From mboxrd@z Thu Jan  1 00:00:00 1970
Return-Path: <linux-kernel-owner@vger.kernel.org>
Received: (majordomo@vger.kernel.org) by vger.kernel.org via listexpand
        id S933978AbdIYI6o (ORCPT <rfc822;w@1wt.eu>);
        Mon, 25 Sep 2017 04:58:44 -0400
Received: from bombadil.infradead.org ([65.50.211.133]:39306 "EHLO
        bombadil.infradead.org" rhost-flags-OK-OK-OK-OK) by vger.kernel.org
        with ESMTP id S932107AbdIYI6l (ORCPT
        <rfc822;linux-kernel@vger.kernel.org>);
        Mon, 25 Sep 2017 04:58:41 -0400
Date: Mon, 25 Sep 2017 10:58:35 +0200
From: Peter Zijlstra <peterz@infradead.org>
To: Marcelo Tosatti <mtosatti@redhat.com>
Cc: Konrad Rzeszutek Wilk <konrad.wilk@oracle.com>, mingo@redhat.com,
        kvm@vger.kernel.org, linux-kernel@vger.kernel.org,
        Thomas Gleixner <tglx@linutronix.de>
Subject: Re: [patch 3/3] x86: kvm guest side support for KVM_HC_RT_PRIO
 hypercall\
Message-ID: <20170925085835.4zxze42mmi4emyj4@hirez.programming.kicks-ass.net>
References: <20170921114039.466130276@redhat.com>
 <20170921133653.GO26248@char.us.oracle.com>
 <20170921140628.zliqlz7mrlqs5pzz@hirez.programming.kicks-ass.net>
 <20170922011039.GB20133@amt.cnet>
 <20170922100004.ydmaxvgpc2zx7j25@hirez.programming.kicks-ass.net>
 <20170922121640.GA29589@amt.cnet>
 <20170922123107.fjh2yfwnej73trim@hirez.programming.kicks-ass.net>
 <20170922124005.GA30393@amt.cnet>
 <20170922130141.tz6f4gktihmbhqli@hirez.programming.kicks-ass.net>
 <20170925022238.GB5140@amt.cnet>
MIME-Version: 1.0
Content-Type: text/plain; charset=us-ascii
Content-Disposition: inline
In-Reply-To: <20170925022238.GB5140@amt.cnet>
User-Agent: NeoMutt/20170609 (1.8.3)
Sender: linux-kernel-owner@vger.kernel.org
List-ID: <linux-kernel.vger.kernel.org>
X-Mailing-List: linux-kernel@vger.kernel.org

On Sun, Sep 24, 2017 at 11:22:38PM -0300, Marcelo Tosatti wrote:
> On Fri, Sep 22, 2017 at 03:01:41PM +0200, Peter Zijlstra wrote:
> > On Fri, Sep 22, 2017 at 09:40:05AM -0300, Marcelo Tosatti wrote:
> > 
> > > Are you arguing its invalid for the following application to execute on 
> > > housekeeping vcpu of a realtime system:
> > > 
> > > void main(void)
> > > {
> > > 
> > >     submit_IO();
> > >     do {
> > >        computation();
> > >     } while (!interrupted());
> > > }
> > > 
> > > Really?
> > 
> > No. Nobody cares about random crap tasks.
> 
> Nobody has control over all code that runs in userspace Peter. And not
> supporting a valid sequence of steps because its "crap" (whatever your 
> definition of crap is) makes no sense.
> 
> It might be that someone decides to do the above (i really can't see 
> any actual reasoning i can follow and agree on your "its crap"
> argument), this truly seems valid to me.

We don't care what other tasks do.
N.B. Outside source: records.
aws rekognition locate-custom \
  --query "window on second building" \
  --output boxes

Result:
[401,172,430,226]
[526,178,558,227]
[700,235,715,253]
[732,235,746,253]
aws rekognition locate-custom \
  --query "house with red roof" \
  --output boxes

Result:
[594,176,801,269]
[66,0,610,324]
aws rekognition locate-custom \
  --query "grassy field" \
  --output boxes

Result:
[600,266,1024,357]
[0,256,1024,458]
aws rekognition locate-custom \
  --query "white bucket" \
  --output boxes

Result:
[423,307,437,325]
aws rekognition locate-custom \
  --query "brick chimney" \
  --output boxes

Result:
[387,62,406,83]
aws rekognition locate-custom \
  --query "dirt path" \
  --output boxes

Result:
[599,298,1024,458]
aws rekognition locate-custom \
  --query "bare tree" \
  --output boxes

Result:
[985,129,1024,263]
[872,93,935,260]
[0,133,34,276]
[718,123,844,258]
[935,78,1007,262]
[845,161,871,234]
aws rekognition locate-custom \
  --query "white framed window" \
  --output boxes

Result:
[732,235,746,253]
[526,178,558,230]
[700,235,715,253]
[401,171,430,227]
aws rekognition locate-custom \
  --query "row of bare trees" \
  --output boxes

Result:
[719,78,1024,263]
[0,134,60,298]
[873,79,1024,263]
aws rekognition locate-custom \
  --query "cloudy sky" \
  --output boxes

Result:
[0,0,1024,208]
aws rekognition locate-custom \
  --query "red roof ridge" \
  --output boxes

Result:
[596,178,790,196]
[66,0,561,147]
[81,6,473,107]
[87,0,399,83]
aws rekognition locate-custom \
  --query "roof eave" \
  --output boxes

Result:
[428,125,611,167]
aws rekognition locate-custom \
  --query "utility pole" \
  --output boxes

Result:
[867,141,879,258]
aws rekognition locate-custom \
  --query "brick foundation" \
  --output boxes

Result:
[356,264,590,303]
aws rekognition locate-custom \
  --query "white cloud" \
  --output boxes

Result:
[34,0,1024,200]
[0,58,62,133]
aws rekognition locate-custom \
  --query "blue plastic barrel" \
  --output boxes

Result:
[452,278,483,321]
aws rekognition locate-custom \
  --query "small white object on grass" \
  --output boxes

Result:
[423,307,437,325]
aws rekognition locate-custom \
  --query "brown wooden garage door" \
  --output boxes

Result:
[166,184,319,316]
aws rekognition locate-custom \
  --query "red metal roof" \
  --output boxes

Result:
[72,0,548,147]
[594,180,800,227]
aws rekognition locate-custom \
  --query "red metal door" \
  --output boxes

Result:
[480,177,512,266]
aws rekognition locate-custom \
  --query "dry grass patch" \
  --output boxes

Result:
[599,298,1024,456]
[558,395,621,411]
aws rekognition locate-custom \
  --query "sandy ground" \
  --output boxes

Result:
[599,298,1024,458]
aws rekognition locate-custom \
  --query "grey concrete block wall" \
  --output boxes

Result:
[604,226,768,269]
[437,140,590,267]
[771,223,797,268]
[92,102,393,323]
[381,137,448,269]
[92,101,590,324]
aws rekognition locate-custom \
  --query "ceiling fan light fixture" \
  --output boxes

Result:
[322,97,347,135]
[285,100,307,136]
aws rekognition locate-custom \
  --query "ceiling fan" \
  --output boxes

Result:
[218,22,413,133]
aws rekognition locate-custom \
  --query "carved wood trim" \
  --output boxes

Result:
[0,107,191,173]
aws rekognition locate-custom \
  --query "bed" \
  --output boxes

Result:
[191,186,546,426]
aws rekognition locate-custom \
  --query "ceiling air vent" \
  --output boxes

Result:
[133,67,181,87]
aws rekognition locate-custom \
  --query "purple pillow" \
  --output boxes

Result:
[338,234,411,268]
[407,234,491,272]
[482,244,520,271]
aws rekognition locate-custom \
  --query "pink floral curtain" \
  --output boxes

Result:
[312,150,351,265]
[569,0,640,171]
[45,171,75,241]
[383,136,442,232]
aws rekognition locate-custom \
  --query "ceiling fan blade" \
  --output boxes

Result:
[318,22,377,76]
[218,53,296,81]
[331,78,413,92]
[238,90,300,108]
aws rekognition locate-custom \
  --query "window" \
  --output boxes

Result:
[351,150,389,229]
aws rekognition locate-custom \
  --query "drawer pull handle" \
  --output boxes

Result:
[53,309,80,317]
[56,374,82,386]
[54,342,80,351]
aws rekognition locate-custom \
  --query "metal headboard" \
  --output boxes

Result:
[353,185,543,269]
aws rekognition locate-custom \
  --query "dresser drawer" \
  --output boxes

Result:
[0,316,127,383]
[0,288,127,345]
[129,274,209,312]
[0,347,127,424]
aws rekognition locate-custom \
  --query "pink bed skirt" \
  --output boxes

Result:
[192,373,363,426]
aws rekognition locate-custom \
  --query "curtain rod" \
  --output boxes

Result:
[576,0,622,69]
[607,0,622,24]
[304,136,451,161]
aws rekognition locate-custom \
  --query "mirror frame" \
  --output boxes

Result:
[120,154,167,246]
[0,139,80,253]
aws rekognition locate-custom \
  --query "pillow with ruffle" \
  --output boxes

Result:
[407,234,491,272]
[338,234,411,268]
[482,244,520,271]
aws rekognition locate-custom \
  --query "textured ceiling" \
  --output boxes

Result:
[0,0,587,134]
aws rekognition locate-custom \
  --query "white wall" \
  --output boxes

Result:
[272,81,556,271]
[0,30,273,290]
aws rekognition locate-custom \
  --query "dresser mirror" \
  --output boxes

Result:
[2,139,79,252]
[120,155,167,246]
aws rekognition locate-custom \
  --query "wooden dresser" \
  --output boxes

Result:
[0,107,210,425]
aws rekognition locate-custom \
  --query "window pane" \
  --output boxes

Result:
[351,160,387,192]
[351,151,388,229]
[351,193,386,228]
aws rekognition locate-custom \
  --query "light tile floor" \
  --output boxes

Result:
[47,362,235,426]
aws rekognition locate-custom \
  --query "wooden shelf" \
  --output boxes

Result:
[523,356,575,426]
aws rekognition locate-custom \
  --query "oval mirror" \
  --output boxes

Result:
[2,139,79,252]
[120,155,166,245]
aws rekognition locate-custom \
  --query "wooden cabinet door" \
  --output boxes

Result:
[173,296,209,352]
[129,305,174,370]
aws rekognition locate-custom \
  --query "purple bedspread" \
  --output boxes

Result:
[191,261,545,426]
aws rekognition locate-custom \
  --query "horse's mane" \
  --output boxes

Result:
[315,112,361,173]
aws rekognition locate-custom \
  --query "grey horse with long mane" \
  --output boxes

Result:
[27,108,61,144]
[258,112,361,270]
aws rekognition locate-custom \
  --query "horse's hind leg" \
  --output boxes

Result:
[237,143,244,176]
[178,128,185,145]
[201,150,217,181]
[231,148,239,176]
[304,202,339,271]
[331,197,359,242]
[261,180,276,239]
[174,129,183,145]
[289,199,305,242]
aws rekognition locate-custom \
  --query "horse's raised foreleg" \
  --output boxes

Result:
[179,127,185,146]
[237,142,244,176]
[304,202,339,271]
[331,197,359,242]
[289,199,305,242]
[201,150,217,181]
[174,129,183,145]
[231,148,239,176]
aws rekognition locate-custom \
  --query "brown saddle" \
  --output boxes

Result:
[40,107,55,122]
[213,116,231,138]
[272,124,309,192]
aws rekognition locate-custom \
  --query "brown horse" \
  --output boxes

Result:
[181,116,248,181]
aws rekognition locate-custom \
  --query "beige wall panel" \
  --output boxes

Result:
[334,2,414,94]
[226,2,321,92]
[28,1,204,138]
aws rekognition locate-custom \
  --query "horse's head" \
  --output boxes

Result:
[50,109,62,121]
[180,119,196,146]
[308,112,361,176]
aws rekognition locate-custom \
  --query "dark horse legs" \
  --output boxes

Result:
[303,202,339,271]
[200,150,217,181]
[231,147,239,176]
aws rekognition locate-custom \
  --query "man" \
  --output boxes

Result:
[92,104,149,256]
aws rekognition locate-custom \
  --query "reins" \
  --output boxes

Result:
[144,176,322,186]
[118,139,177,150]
This isn't a hard thing to
understand. You're free to run whatever junk on your CPUs. This doesn't
(much) affect the correct functioning of RT tasks that you also run
there.

> So lets follow the reasoning steps:
> 
> 1) "NACK, because you didnt understand the problem".
> 
> 	OK thats an invalid NACK, you did understand the problem
> 	later and now your argument is the following.

It was a NACK because you wrote a shit changelog that didn't explain the
problem. But yes.

> 2) "NACK, because all VCPUs should be SCHED_FIFO all the time".

Very much, if you want a RT guest, all VCPU's should run at RT prio and
the interaction between the VCPUs and all supporting threads should be
designed for RT.

> But the existence of this code path from userspace:
> 
>   submit_IO();
>   do {
>      computation();
>   } while (!interrupted());
> 
> Its a supported code sequence, and works fine in a non-RT environment.

Who cares about that chunk of code? Have you forgotten to mention that
this is the form of the emulation thread?

> Therefore it should work on an -RT environment.

No, this is where you're wrong. That code works on -RT as long as you
don't expect it to be a valid RT program. -RT kernels will run !RT stuff
just fine.

But the moment you run a program as RT (FIFO/RR/DEADLINE) it had better
damn well be a valid RT program, and that excludes a lot of code.

> So please give me some logical reasoning for the NACK (people can live with
> it, but it has to be good enough to justify the decreasing packing of 
> guests in pCPUs):
> 
> 1) "Voodoo programming" (its hard for me to parse what you mean with
> that... do you mean you foresee this style of priority boosting causing
> problems in the future? Can you give an example?).

Your 'solution' only works if you sacrifice a goat on a full moon,
because only that ensures the guest doesn't VM_EXIT and cause the
self-same problem while you've boosted it.

Because you've _not_ fixed the actual problem!

> Is there fundamentally wrong about priority boosting in spinlock
> sections, or this particular style of priority boosting is wrong?

Yes, its fundamentally crap, because it doesn't guarantee anything.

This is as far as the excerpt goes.